A volte c’è l’impressione che l’aver scoperto ed il poter interagire con meccanismi bioelettrici, fluidità e processi universali e primigeni come quelli legati al “Respiro della Vita” possa convincere ad affidarsi ad una stessa “tecnica” per qualsiasi persona, dimenticando che ognuno, nel momento che viene incontrato dalle nostre mani, è la storia delle differenziazioni strutturate che sono intercorse nel suo sviluppo e che necessitano di una considerazione e di un intervento che rispettino il suo carattere, i suoi limiti e condizioni, la sua sensibilità e le sue reali capacità di integrazione e di scelta future.
Noi riteniamo fondamentale, per consentire sviluppi veramente riorganizzativi della persona, l’uso ad esempio di una sezione verbale dell’approccio che tenda a rinforzare le capacità di focussing e di riorganizzazione percettiva fondate anche sulla consapevolezza cognitiva dell’Io.

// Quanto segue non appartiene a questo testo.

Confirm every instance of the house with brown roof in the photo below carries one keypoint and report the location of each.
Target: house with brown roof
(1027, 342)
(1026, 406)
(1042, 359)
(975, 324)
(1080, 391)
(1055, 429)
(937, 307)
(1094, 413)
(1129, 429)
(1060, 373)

Come in tutte le vere riorganizzazioni creative (artistica, intuitiva, autoplastica ) le due dimensioni longitudinale e centro-periferica, totipotente e differenziata, simmetrica (alogica) e asimmetrica ( logica) devono incontrarsi e fondersi in un atto che è al contempo percettivo e cognitivo .
Secondo la nostra esperienza e quella di alcuni autori la percezione emozionale e la sua definizione attraverso le parole diventano un anello fondamentale.
I passi e i tempi con cui questo può emergere vanno assolutamente accompagnati da un’esperienza e da una preparazione adeguate.